On our meager salaries, we save up and manage to move into a tenement on Market Street. I soon afterward meet a non-religious Jewish girl from across the street named Rivke. Rivke is a maid by profession, she is tall and slender, not unattractive, but has a beak of a hooked nose. She’s an excellent cook, quite funny and very licentious. Without her we would be lost in our effort to keep an orderly apartment. Galina is insanely jealous of Rivke’s abilities and pours an entire salt-shaker into Rivke’s soup a day after Shaya complemented her cooking too effusively. Later that night, Shaya orders her out in a door-slamming end to their affair.
It was just as well, since Shaya’s book was being published. As it happens, Shalom is back in town on another reading tour and one night comes calling on us with a friend who has thick black hair and an even bushier mustache. Rivke and I were just sitting down to dinner when they come into our kitchen.
‘Yitzhok, you know Shaya of course. But this here is the illui I was telling about.’
‘Ah yes. Avram the khokhom. All Warsaw knows of your great feats of Torah.’
‘But all I did was ans...’
(Rivka kicks me from under our dining room table while Shalom interjects)
‘A true melamed this one. He will make Yiddish a light unto languages.’
‘Until that day, we have Shaya.’ Yitzhok answers and immediately afterward puts Shaya into a headlock. While unsuccessfully escaping from the headlock, Shaya manages to say...
‘Avram, allow me to present Yitzhok Loyb Peretz. The Yiddish Dostoevsky.’
‘Indeed. Zol gotter pitten we don’t want you not to realize when you’re in the presence of greatness again.’ Shalom quickly intejects.
‘Oh no. I read the complete works of you both last month.’
‘Clearly you’re not being worked hard enough’ says Peretz.
‘Reading your books is work enough.’ Rivke interjects to Peretz.
‘Ah. So we have a ballebooster here.’ Shalom says.
‘I’ve known Rivke since she came up to my knee and brought us cigars while we played cards at her father’s house. But yes, she’s a complete balleboos. Just like her mother. How is that meshugoyim heuse of theirs?’
‘Tate’s doing well enough.
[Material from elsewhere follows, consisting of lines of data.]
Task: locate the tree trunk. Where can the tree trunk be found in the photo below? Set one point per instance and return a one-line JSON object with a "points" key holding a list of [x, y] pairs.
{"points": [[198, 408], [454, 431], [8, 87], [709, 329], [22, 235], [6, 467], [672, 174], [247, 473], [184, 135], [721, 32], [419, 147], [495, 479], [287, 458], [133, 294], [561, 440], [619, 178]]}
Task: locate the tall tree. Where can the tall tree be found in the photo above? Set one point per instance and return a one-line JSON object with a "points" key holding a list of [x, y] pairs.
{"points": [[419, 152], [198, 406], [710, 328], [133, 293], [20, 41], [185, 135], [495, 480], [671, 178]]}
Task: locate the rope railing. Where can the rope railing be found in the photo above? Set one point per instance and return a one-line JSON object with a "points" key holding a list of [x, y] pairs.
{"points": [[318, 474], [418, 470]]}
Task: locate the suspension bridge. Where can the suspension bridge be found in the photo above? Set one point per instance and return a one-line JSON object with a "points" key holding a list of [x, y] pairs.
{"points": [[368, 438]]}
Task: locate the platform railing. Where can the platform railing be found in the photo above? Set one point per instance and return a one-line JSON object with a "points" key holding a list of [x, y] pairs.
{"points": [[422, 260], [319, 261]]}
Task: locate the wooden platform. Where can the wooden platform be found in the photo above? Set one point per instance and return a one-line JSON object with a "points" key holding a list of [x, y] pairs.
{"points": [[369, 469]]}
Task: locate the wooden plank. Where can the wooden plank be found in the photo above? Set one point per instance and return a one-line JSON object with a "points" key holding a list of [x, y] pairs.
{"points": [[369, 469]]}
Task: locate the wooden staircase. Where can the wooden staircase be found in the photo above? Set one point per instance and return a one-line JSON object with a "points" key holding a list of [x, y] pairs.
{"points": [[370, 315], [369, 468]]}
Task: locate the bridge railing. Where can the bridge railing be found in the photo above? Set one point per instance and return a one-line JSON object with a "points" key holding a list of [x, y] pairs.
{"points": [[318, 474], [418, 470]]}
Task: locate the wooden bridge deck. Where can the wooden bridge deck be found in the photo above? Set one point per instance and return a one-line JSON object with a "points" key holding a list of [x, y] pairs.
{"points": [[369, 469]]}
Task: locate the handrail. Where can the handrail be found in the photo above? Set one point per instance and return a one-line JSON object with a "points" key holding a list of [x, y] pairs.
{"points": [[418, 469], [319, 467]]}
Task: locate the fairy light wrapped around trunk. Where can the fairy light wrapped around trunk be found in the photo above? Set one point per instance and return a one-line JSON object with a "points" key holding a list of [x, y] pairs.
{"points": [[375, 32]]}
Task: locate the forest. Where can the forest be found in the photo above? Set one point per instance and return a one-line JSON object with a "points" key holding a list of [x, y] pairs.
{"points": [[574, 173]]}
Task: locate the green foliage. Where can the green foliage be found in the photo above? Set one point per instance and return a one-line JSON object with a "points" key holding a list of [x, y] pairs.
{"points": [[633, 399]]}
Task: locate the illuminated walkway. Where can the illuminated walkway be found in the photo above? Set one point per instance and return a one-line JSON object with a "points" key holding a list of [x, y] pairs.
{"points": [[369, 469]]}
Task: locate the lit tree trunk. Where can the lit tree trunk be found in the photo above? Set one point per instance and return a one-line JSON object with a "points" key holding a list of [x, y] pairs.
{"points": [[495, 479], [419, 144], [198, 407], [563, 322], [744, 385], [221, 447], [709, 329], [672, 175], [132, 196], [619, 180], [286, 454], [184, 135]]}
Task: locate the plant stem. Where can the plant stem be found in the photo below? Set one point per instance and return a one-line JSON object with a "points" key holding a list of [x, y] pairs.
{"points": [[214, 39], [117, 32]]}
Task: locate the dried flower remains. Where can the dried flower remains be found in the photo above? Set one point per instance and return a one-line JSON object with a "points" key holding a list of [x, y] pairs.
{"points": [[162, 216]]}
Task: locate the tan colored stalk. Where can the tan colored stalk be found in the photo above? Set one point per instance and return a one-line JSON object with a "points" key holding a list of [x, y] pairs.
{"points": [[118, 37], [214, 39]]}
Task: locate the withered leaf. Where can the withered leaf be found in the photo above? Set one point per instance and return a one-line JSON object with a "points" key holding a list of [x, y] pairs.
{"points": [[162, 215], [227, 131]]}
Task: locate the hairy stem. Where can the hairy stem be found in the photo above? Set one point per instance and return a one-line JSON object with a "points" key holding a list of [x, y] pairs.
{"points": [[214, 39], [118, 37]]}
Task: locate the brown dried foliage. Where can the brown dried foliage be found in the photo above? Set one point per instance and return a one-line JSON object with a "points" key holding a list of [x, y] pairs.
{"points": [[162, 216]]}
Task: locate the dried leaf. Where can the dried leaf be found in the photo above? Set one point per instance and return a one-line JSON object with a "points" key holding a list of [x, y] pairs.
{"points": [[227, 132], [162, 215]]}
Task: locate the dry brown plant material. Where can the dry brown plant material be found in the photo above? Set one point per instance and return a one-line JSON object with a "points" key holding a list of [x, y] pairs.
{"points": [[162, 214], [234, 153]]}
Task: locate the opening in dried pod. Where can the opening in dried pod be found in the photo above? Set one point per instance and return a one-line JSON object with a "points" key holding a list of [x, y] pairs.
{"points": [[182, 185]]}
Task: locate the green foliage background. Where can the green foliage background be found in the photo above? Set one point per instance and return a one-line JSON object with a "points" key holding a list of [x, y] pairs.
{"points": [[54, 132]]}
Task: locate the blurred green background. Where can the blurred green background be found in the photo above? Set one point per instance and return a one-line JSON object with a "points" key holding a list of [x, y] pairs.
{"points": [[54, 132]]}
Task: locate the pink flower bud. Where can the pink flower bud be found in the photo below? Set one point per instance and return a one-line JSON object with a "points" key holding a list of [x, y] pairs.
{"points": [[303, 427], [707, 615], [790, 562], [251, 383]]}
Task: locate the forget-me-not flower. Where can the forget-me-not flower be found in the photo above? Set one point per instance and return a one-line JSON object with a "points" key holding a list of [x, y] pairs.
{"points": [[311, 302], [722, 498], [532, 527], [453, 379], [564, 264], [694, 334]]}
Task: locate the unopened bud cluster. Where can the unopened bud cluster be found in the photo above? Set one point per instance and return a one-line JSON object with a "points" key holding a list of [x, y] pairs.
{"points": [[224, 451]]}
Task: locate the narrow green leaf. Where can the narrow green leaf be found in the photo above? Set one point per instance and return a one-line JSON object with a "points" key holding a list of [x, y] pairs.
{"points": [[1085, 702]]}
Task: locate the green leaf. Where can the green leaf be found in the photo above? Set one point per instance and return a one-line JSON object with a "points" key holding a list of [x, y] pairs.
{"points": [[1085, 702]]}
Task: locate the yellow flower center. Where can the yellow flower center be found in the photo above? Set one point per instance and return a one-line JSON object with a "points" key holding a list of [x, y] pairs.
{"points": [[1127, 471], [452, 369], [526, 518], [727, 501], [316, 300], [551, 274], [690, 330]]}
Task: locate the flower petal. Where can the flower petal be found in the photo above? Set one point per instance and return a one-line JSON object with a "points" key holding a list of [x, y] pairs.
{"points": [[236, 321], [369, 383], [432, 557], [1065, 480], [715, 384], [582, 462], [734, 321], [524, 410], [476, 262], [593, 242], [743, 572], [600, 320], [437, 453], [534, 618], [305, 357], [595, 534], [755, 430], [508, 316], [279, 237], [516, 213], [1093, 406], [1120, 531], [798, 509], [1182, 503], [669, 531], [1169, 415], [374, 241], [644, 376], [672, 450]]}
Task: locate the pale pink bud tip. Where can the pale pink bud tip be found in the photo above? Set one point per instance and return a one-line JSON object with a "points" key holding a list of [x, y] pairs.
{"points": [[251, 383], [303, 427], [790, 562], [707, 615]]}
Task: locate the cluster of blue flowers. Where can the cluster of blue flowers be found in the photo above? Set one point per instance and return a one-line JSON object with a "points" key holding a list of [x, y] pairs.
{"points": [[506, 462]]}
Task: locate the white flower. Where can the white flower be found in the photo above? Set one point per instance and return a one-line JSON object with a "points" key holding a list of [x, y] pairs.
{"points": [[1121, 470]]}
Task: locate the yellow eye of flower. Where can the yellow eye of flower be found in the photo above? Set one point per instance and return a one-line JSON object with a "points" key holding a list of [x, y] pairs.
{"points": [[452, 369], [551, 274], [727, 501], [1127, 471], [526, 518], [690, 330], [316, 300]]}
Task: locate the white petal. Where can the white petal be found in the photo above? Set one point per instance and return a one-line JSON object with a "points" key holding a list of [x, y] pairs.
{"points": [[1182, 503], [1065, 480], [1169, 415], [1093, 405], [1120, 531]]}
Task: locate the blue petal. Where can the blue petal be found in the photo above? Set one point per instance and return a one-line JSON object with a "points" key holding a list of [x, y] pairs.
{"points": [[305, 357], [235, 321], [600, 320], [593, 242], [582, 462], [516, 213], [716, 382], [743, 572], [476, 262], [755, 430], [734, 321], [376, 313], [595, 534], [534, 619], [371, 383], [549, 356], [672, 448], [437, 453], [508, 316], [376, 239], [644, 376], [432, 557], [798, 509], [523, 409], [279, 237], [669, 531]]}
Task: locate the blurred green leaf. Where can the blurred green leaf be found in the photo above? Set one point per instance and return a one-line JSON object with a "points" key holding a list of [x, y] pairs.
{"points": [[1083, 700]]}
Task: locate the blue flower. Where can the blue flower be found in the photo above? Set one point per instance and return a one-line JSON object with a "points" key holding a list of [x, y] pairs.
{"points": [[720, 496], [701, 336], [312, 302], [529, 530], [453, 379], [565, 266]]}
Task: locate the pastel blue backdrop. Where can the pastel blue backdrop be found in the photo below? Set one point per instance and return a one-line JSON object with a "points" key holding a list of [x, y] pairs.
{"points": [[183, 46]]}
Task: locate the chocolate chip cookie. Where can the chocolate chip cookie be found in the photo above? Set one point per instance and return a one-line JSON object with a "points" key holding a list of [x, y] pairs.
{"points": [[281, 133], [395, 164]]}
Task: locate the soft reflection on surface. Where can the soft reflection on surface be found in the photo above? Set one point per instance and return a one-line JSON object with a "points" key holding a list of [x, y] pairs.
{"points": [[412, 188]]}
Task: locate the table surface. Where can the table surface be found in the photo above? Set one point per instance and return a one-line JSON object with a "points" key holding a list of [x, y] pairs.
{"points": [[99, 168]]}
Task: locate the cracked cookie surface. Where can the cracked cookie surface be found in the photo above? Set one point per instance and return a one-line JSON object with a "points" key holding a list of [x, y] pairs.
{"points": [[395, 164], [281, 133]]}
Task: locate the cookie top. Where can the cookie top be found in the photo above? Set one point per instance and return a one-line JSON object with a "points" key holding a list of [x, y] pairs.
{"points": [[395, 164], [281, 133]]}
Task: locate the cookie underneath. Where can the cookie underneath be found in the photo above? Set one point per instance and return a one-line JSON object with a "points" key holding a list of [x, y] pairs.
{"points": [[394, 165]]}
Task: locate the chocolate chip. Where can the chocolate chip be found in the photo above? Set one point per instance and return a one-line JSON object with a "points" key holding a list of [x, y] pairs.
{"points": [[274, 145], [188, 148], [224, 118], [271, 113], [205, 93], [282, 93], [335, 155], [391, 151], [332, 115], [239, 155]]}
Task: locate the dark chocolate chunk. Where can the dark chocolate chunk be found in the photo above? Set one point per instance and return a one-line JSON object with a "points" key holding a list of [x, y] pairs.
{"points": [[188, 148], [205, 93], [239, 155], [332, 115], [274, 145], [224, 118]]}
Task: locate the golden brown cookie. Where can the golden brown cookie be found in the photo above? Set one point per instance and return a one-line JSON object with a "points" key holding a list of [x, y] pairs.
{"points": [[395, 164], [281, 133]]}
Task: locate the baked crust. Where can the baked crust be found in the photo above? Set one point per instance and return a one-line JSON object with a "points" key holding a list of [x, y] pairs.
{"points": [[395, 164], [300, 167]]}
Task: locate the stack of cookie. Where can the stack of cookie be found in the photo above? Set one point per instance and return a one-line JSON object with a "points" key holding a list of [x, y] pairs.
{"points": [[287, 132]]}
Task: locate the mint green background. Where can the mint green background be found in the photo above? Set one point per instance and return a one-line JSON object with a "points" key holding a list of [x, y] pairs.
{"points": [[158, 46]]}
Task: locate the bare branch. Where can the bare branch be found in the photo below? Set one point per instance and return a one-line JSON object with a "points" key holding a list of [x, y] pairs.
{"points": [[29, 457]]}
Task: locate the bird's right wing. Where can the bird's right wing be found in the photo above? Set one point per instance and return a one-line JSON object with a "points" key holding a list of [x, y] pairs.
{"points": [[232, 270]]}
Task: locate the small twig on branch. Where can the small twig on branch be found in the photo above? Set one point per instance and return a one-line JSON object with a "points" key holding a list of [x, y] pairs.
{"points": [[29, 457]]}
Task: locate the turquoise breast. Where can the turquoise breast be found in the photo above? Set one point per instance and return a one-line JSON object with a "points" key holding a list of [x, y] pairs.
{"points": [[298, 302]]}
My brother Elazar is getting married next week.’
‘Ah. Mazel tov. He’s not a chassid I hope.’ says Shalom.
‘Yes. He’s gone back.’
‘Such is the life of the wise.’ observes Peretz. ‘The Jewish world stands on three things: Torah, docility and the acts of morons.’
‘Sha!’ Rivke grows agitated. ‘You’ll tempt the ayin horah.’
‘So Shaya. You know why we’re here.’
Shalom and Shaya go back into Shaya’s room, followed by Yitzhok. They emerge with an enormous manuscript and a bottle of champagne which seems to have materialized from nowhere.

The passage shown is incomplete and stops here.